Saturday, May 31, 2008

Book Review: The Host

The Host
Stephenie Meyer

***Contains Spoilers***

The Host is an interesting idea. It follows Earth as it has been invaded by parasitic aliens called "souls." These souls are implanted at the back of a human host's neck, where it then takes over the body and memories of the person. There have been plenty of alien invasion movies and novels with this premise, but this time around, it's from the point-of-view of one of the parasitic aliens called Wanderer, as she fights to gain control from a strong host whose consciousness won't go away, one of the last rebel humans Melanie. Wanderer is nervous that Melanie won't go away and talks to her, berating her constantly, the two of them wishing nothing more than for the other's disappearance. A "seeker," as the police of the parasitic aliens are called, wishes for Wanderer to delve into Melanie's memories and ferret out the location of the rest of the human rebel forces, something which Melanie has no intention of letting Wanderer do, instead forcing memories of her life with her love Jared and her younger brother Jamie upon her. As the memories continue, Wanderer finds herself falling for this human family and searches for them, suddenly on Melanie's side, trying to keep the humans' location from the seeker.

This book is amazing. I've read Stephenie Meyer's insanely popular teen vampire romances, Twilight, New Moon and Eclipse, and while they are entertaining, they don't hold a flame to Meyer's first foray into adult science fiction. Science fiction and romance are seamlessly blended in a suspenseful, thought-provoking novel. One of my favorite scenes is of Wanderer arguing with someone about the differences between herself and the body she wears:

Ian: "But, pretty as she is, she's a stranger to me. She's not the one about."

Wanderer: "Ian, you don't...Nobody here separates us the way they should. Not you, not Jamie, not Jeb. You couldn't care about me. If you could hold me in your hand, me, you would be disgusted. You would throw me to the ground and grind me under your foot."

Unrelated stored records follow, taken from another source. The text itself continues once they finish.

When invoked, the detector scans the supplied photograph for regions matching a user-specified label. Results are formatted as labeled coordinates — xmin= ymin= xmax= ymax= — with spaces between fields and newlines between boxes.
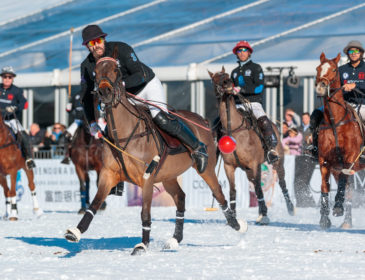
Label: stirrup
xmin=25 ymin=159 xmax=36 ymax=170
xmin=192 ymin=143 xmax=208 ymax=174
xmin=267 ymin=150 xmax=279 ymax=164
xmin=61 ymin=157 xmax=71 ymax=165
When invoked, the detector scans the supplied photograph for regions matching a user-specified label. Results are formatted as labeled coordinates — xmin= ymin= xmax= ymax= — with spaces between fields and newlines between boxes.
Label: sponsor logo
xmin=343 ymin=72 xmax=349 ymax=79
xmin=245 ymin=69 xmax=251 ymax=76
xmin=233 ymin=72 xmax=237 ymax=79
xmin=359 ymin=72 xmax=365 ymax=79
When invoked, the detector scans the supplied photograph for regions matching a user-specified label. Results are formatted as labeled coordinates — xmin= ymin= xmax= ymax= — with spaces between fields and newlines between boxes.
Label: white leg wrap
xmin=237 ymin=219 xmax=248 ymax=233
xmin=163 ymin=238 xmax=179 ymax=250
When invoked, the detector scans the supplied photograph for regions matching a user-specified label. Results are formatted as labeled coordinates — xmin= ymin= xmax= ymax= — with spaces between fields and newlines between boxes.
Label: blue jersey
xmin=0 ymin=83 xmax=27 ymax=120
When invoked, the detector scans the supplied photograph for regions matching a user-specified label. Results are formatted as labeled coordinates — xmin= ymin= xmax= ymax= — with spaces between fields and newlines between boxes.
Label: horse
xmin=68 ymin=123 xmax=107 ymax=214
xmin=64 ymin=51 xmax=247 ymax=255
xmin=208 ymin=67 xmax=295 ymax=225
xmin=0 ymin=112 xmax=42 ymax=220
xmin=315 ymin=52 xmax=365 ymax=229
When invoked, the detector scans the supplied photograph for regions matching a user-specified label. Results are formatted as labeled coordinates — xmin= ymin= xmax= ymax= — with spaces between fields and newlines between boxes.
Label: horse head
xmin=208 ymin=66 xmax=234 ymax=98
xmin=315 ymin=52 xmax=341 ymax=97
xmin=94 ymin=47 xmax=124 ymax=105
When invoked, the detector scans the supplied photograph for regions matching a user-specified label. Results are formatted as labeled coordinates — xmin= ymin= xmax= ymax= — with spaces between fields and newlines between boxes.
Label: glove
xmin=233 ymin=87 xmax=241 ymax=95
xmin=90 ymin=122 xmax=102 ymax=139
xmin=5 ymin=105 xmax=17 ymax=113
xmin=66 ymin=103 xmax=72 ymax=112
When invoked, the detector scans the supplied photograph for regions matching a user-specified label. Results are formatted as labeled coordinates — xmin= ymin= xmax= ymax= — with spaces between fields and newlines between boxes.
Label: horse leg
xmin=223 ymin=163 xmax=237 ymax=217
xmin=0 ymin=176 xmax=11 ymax=219
xmin=273 ymin=159 xmax=295 ymax=215
xmin=75 ymin=166 xmax=88 ymax=214
xmin=96 ymin=173 xmax=107 ymax=211
xmin=333 ymin=173 xmax=347 ymax=217
xmin=341 ymin=179 xmax=353 ymax=229
xmin=8 ymin=172 xmax=18 ymax=221
xmin=199 ymin=167 xmax=247 ymax=233
xmin=319 ymin=165 xmax=331 ymax=229
xmin=64 ymin=169 xmax=118 ymax=243
xmin=24 ymin=169 xmax=43 ymax=216
xmin=248 ymin=165 xmax=270 ymax=225
xmin=131 ymin=182 xmax=154 ymax=255
xmin=161 ymin=178 xmax=186 ymax=249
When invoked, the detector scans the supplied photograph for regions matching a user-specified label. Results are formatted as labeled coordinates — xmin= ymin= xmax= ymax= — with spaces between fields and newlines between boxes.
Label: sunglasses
xmin=236 ymin=48 xmax=248 ymax=53
xmin=53 ymin=127 xmax=61 ymax=130
xmin=87 ymin=37 xmax=105 ymax=47
xmin=2 ymin=75 xmax=14 ymax=79
xmin=348 ymin=49 xmax=360 ymax=55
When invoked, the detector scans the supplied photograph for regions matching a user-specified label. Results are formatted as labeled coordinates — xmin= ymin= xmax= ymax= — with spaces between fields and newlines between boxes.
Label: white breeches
xmin=235 ymin=102 xmax=266 ymax=119
xmin=4 ymin=119 xmax=25 ymax=134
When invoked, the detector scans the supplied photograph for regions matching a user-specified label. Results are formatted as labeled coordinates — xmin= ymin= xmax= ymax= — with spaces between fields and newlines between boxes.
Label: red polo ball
xmin=218 ymin=136 xmax=237 ymax=154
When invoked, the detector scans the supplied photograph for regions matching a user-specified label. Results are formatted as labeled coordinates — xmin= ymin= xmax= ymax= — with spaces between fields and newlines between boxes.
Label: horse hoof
xmin=163 ymin=238 xmax=179 ymax=250
xmin=64 ymin=227 xmax=81 ymax=243
xmin=78 ymin=208 xmax=86 ymax=215
xmin=286 ymin=202 xmax=295 ymax=216
xmin=131 ymin=242 xmax=148 ymax=255
xmin=255 ymin=215 xmax=270 ymax=225
xmin=319 ymin=216 xmax=331 ymax=230
xmin=33 ymin=208 xmax=43 ymax=217
xmin=340 ymin=222 xmax=352 ymax=229
xmin=237 ymin=219 xmax=248 ymax=233
xmin=9 ymin=217 xmax=18 ymax=221
xmin=332 ymin=207 xmax=344 ymax=217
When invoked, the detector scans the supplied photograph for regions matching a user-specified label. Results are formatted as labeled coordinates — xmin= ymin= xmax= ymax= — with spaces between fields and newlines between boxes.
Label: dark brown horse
xmin=0 ymin=112 xmax=42 ymax=220
xmin=64 ymin=53 xmax=247 ymax=255
xmin=209 ymin=67 xmax=294 ymax=225
xmin=315 ymin=52 xmax=365 ymax=229
xmin=68 ymin=124 xmax=106 ymax=214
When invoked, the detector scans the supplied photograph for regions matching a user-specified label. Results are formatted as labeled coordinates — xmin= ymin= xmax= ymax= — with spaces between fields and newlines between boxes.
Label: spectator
xmin=293 ymin=112 xmax=317 ymax=207
xmin=284 ymin=108 xmax=300 ymax=129
xmin=44 ymin=123 xmax=65 ymax=147
xmin=281 ymin=121 xmax=289 ymax=138
xmin=282 ymin=127 xmax=303 ymax=155
xmin=29 ymin=123 xmax=46 ymax=152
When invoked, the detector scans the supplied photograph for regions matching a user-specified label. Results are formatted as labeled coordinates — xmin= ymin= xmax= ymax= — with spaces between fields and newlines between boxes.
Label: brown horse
xmin=0 ymin=112 xmax=42 ymax=220
xmin=64 ymin=53 xmax=247 ymax=255
xmin=315 ymin=52 xmax=365 ymax=229
xmin=68 ymin=124 xmax=107 ymax=214
xmin=209 ymin=67 xmax=294 ymax=225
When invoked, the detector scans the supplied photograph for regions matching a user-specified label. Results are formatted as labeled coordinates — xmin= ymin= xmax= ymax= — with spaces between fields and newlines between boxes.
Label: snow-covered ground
xmin=1 ymin=202 xmax=365 ymax=280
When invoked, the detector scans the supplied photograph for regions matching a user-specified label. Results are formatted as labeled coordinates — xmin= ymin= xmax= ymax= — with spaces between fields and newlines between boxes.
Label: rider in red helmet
xmin=230 ymin=40 xmax=279 ymax=163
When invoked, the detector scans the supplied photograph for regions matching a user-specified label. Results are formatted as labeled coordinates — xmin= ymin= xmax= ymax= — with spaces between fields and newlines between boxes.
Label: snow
xmin=1 ymin=203 xmax=365 ymax=279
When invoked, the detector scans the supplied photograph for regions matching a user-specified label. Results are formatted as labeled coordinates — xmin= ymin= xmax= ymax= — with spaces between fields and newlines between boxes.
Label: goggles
xmin=348 ymin=49 xmax=360 ymax=55
xmin=236 ymin=48 xmax=248 ymax=54
xmin=87 ymin=37 xmax=105 ymax=47
xmin=2 ymin=75 xmax=14 ymax=79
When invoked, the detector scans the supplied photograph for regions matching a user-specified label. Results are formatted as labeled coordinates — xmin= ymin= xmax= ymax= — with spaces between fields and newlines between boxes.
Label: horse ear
xmin=320 ymin=52 xmax=326 ymax=63
xmin=222 ymin=66 xmax=225 ymax=73
xmin=112 ymin=46 xmax=118 ymax=59
xmin=334 ymin=52 xmax=341 ymax=64
xmin=208 ymin=70 xmax=214 ymax=78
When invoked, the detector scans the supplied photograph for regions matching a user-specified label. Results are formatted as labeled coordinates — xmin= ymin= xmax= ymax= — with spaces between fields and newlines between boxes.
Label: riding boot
xmin=19 ymin=131 xmax=36 ymax=170
xmin=257 ymin=116 xmax=278 ymax=164
xmin=308 ymin=109 xmax=323 ymax=159
xmin=153 ymin=111 xmax=208 ymax=173
xmin=61 ymin=132 xmax=72 ymax=165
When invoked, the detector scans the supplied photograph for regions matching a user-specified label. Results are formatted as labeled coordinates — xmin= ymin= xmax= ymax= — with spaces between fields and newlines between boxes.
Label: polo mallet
xmin=342 ymin=146 xmax=365 ymax=175
xmin=204 ymin=155 xmax=223 ymax=211
xmin=68 ymin=27 xmax=74 ymax=100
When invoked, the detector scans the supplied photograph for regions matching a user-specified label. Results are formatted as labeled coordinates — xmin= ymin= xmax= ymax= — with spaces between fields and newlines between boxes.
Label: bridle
xmin=95 ymin=57 xmax=123 ymax=105
xmin=213 ymin=72 xmax=233 ymax=98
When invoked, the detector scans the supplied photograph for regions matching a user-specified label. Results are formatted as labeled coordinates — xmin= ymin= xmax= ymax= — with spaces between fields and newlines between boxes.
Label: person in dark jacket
xmin=0 ymin=66 xmax=35 ymax=169
xmin=61 ymin=91 xmax=85 ymax=164
xmin=230 ymin=41 xmax=278 ymax=163
xmin=310 ymin=40 xmax=365 ymax=158
xmin=79 ymin=25 xmax=208 ymax=173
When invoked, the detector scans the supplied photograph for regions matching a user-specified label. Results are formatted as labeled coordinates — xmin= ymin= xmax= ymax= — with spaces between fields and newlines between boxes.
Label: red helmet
xmin=232 ymin=41 xmax=253 ymax=54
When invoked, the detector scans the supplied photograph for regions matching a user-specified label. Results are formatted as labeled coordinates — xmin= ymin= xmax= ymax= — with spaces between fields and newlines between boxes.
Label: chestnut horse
xmin=209 ymin=67 xmax=295 ymax=225
xmin=0 ymin=112 xmax=42 ymax=220
xmin=315 ymin=52 xmax=365 ymax=229
xmin=64 ymin=52 xmax=247 ymax=255
xmin=69 ymin=124 xmax=106 ymax=214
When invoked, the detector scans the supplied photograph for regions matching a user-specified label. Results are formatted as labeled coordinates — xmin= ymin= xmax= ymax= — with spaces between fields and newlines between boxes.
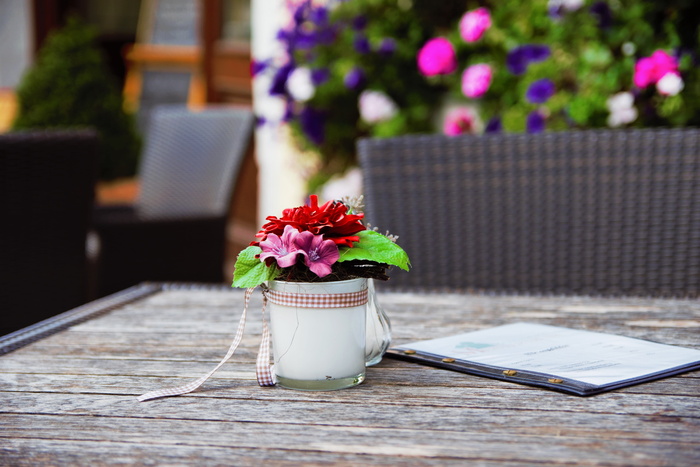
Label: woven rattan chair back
xmin=358 ymin=128 xmax=700 ymax=298
xmin=92 ymin=105 xmax=254 ymax=297
xmin=0 ymin=129 xmax=99 ymax=335
xmin=136 ymin=105 xmax=254 ymax=219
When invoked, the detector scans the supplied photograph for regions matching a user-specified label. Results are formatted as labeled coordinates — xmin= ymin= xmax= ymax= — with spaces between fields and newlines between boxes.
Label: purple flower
xmin=344 ymin=67 xmax=365 ymax=90
xmin=259 ymin=225 xmax=302 ymax=268
xmin=378 ymin=38 xmax=396 ymax=57
xmin=314 ymin=25 xmax=338 ymax=46
xmin=526 ymin=79 xmax=556 ymax=104
xmin=311 ymin=68 xmax=330 ymax=85
xmin=309 ymin=6 xmax=328 ymax=25
xmin=269 ymin=63 xmax=294 ymax=96
xmin=548 ymin=4 xmax=564 ymax=19
xmin=526 ymin=111 xmax=546 ymax=133
xmin=354 ymin=35 xmax=371 ymax=54
xmin=526 ymin=45 xmax=551 ymax=61
xmin=295 ymin=30 xmax=321 ymax=50
xmin=251 ymin=59 xmax=268 ymax=77
xmin=282 ymin=102 xmax=294 ymax=122
xmin=590 ymin=2 xmax=613 ymax=29
xmin=292 ymin=2 xmax=308 ymax=25
xmin=300 ymin=107 xmax=325 ymax=145
xmin=294 ymin=231 xmax=339 ymax=277
xmin=352 ymin=15 xmax=367 ymax=31
xmin=507 ymin=45 xmax=551 ymax=75
xmin=485 ymin=117 xmax=502 ymax=133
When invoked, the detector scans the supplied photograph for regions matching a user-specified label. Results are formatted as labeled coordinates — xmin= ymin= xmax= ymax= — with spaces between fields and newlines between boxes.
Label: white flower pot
xmin=268 ymin=278 xmax=367 ymax=390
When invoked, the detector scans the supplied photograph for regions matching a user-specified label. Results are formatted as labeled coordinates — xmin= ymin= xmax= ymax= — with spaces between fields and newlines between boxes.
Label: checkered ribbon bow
xmin=138 ymin=285 xmax=369 ymax=402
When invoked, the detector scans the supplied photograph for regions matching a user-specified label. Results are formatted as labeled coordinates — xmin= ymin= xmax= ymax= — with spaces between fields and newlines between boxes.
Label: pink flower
xmin=294 ymin=231 xmax=339 ymax=278
xmin=259 ymin=225 xmax=301 ymax=268
xmin=443 ymin=108 xmax=478 ymax=136
xmin=459 ymin=8 xmax=492 ymax=43
xmin=633 ymin=50 xmax=678 ymax=88
xmin=461 ymin=64 xmax=493 ymax=98
xmin=417 ymin=37 xmax=457 ymax=76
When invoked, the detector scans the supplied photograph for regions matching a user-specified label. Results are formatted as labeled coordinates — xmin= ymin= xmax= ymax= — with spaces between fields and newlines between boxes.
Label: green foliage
xmin=338 ymin=229 xmax=410 ymax=271
xmin=232 ymin=246 xmax=280 ymax=288
xmin=12 ymin=17 xmax=141 ymax=180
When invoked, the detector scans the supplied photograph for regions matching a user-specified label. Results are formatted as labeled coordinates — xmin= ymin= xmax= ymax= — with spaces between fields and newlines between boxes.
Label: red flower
xmin=252 ymin=195 xmax=366 ymax=248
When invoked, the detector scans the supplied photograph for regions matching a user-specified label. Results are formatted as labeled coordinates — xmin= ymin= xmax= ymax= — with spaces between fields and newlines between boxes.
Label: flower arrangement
xmin=232 ymin=195 xmax=409 ymax=288
xmin=255 ymin=0 xmax=700 ymax=190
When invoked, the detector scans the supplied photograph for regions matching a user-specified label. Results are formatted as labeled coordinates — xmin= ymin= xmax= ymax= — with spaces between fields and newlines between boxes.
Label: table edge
xmin=0 ymin=282 xmax=233 ymax=356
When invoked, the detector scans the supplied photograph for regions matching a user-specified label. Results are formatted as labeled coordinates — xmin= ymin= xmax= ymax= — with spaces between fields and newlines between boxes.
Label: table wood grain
xmin=1 ymin=284 xmax=698 ymax=466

Ian: "I...not if I knew it was you."

Wanderer: "How would you know? You couldn't tell us apart. It's just the body."

Ian: "That's not true at all. It's not the face, but the expressions on it. It's not the voice, but what you say. It's not how you look in that body, but the things you do with it. You are beautiful. I've never known anyone like you."

Wanderer: "Ian, what if I'd come here in Magnolia's body?"

Ian: "Okay. That's a good question. I don't know."

As Wanderer gains the trust of the human rebels, she notices the difference between the love her body feels for Melanie's love, Jared, and her own love for the human Ian. It's an interesting idea. There are plenty of those here. And it's wonderful to see the relationships grow organically as the novel moves along. I know it's a cliche to say this, but it was hard to put this book down. It's utterly compelling and I highly recommend it.